They slowly all continue to move silently towards the death chamber. “Fill it to capacity!” commands the camp commandant. Naked people step on each other’s feet. Seven hundred to eight hundred people... The doors are closing. Those remaining from the transport are waiting for their turn. They wait naked in winter.. They turn on the gas supply... But the diesel does not work. 50 minutes pass... 70 minutes... And people are standing in the cell. You can hear them crying... Finally, after 2 hours and 49 minutes, the diesel engine starts working. 25 minutes pass. Many are already dead - this can be seen through the peephole... After 28 minutes, some are still alive... Children are the last to die. After 32 minutes, everyone is dead... On the other side, workers are unlocking the doors. The dead stand like basalt pillars - they have nowhere to fall. And after death, you can still recognize families - they stand, huddled together and holding hands tightly.
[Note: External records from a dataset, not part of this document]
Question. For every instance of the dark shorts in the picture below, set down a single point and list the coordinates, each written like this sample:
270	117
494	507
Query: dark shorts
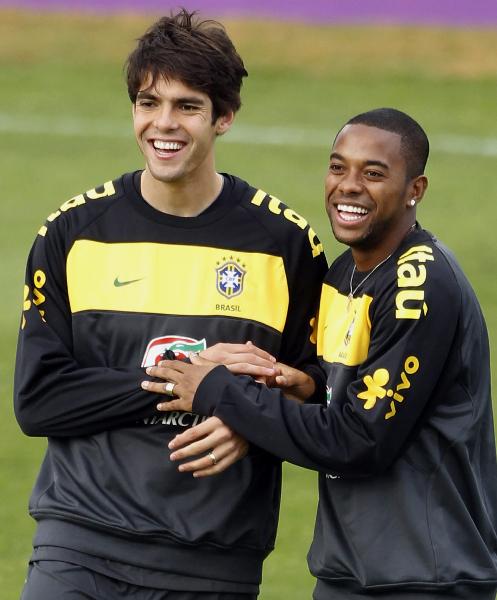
51	580
332	591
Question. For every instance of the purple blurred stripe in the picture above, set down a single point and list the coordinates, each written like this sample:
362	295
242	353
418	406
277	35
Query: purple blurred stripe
443	12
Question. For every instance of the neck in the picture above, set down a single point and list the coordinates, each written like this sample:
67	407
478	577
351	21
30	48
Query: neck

It’s only with difficulty that we manage to separate the bodies to clear space for the next batch...”


Eyewitnesses about the concentration camps...

“I, along with a group of prisoners, tried to escape, but failed - they caught me and put me in a punishment cell. Why weren't they shot? And the punishment cell was, in essence, the same death sentence. No one entered the cell for nine days. On the tenth day a tank of water was installed. Everyone who could rushed to drink. I still can’t forget how greedily they drank, and then screamed loudly and died in agony. You should have seen their eyes... The guards looked through the open door and laughed, pointing their fingers at the prisoners twisted in mortal agony. I realized that I couldn’t throw myself at the water – it was poisoned, so I tore off pieces of my sweat-soaked shirt, wet them and sucked out the moisture.”
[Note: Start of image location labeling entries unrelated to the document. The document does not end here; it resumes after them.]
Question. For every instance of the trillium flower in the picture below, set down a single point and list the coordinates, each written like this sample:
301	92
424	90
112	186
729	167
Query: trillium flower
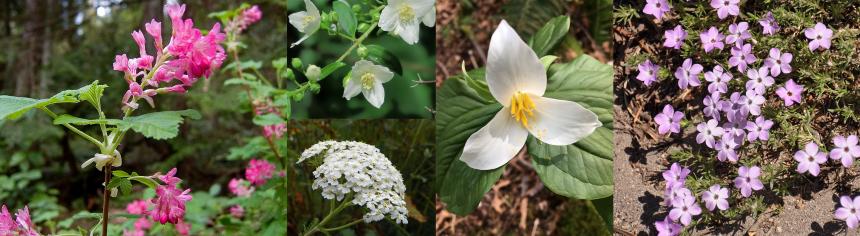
819	35
846	149
849	211
101	160
307	22
747	180
809	159
716	196
517	80
404	17
367	79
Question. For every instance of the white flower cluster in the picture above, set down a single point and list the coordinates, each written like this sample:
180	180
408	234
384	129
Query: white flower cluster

“In order to accommodate a larger number of victims in the cells, people were herded with their hands raised, and small children were thrown on their heads. SS man Sepp Heitreider was a specialist in killing babies, whom he himself grabbed by the legs and killed by hitting their heads against a stone fence. According to witnesses, the killing in the cells lasted 15 minutes...”

Eyewitnesses about the concentration camps...
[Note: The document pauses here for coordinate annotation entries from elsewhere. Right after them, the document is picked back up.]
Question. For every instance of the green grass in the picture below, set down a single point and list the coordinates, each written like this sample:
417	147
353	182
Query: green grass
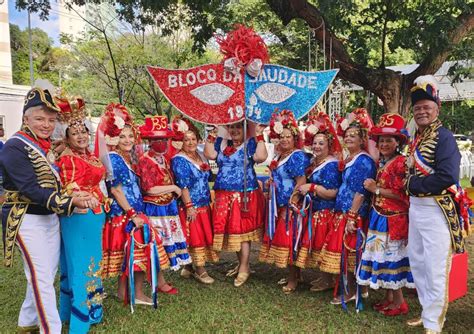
258	306
465	183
Special hospitals, surgical units, histological laboratories and other institutions were organized in the camp, but they existed not for treatment, but for the extermination of people. German professors and doctors carried out massive experiments there on completely healthy men, women and children.

“I personally saw through the cell peephole how one prisoner was in a rarefied space until his lungs burst. Some experiments caused such pressure in people's heads that they went crazy and pulled out their hair trying to free themselves from this pressure. In their madness, they tore at their face and head with their nails in an attempt to mutilate themselves. Almost always these experiments with extremely low pressure ended in the death of the experimenter.”

“Finally, a fascist doctor arrived from Riga and brought some medicines, which he ordered to be given to all children. The babies died from them immediately. We realized that no one here is worried about the fate of the unfortunate children. On the contrary, the Nazis want to get rid of them quickly. Extra ballast in the camp.”


After 1941, the number of prisoners constantly increased. There was always a shortage of places, clothes, and food. Therefore, some people and a huge number of corpses had to be burned. They didn’t have time to shoot. We saved ammo.

BAKE


Methods of mass extermination of people

The gas chamber was called a “shower room,” a deception invented by “humane” fascists to avoid fear and panic before death. They were invited to wash themselves in a special cell, and then the doors were closed and a deadly gas was let into the cell.

GAS CHAMBERS


Methods of mass extermination of people

MASS SHOOTINGS


DEATH CAMPS

  • CONCENTRATION CAMPS ARE A CRIME AGAINST ALL MANKIND.
  • ALL THE CAMPS FUNCTIONED AS PLACES FOR CONTAINMENT AND DESTRUCTION OF GROUPS OF PEOPLE WHOM THE FASCISTS CONSIDERED THEIR OPPONENTS.
  • PRISONERS REPRESENTED A CHEAP LABOR WHICH PLAYED AN IMPORTANT ROLE IN THE GERMAN ECONOMY.
  • CONCENTRATION CAMP PRISONERS ACTED AS EXPERIMENTAL MATERIAL FOR GERMAN PSEUDO SCIENTISTS.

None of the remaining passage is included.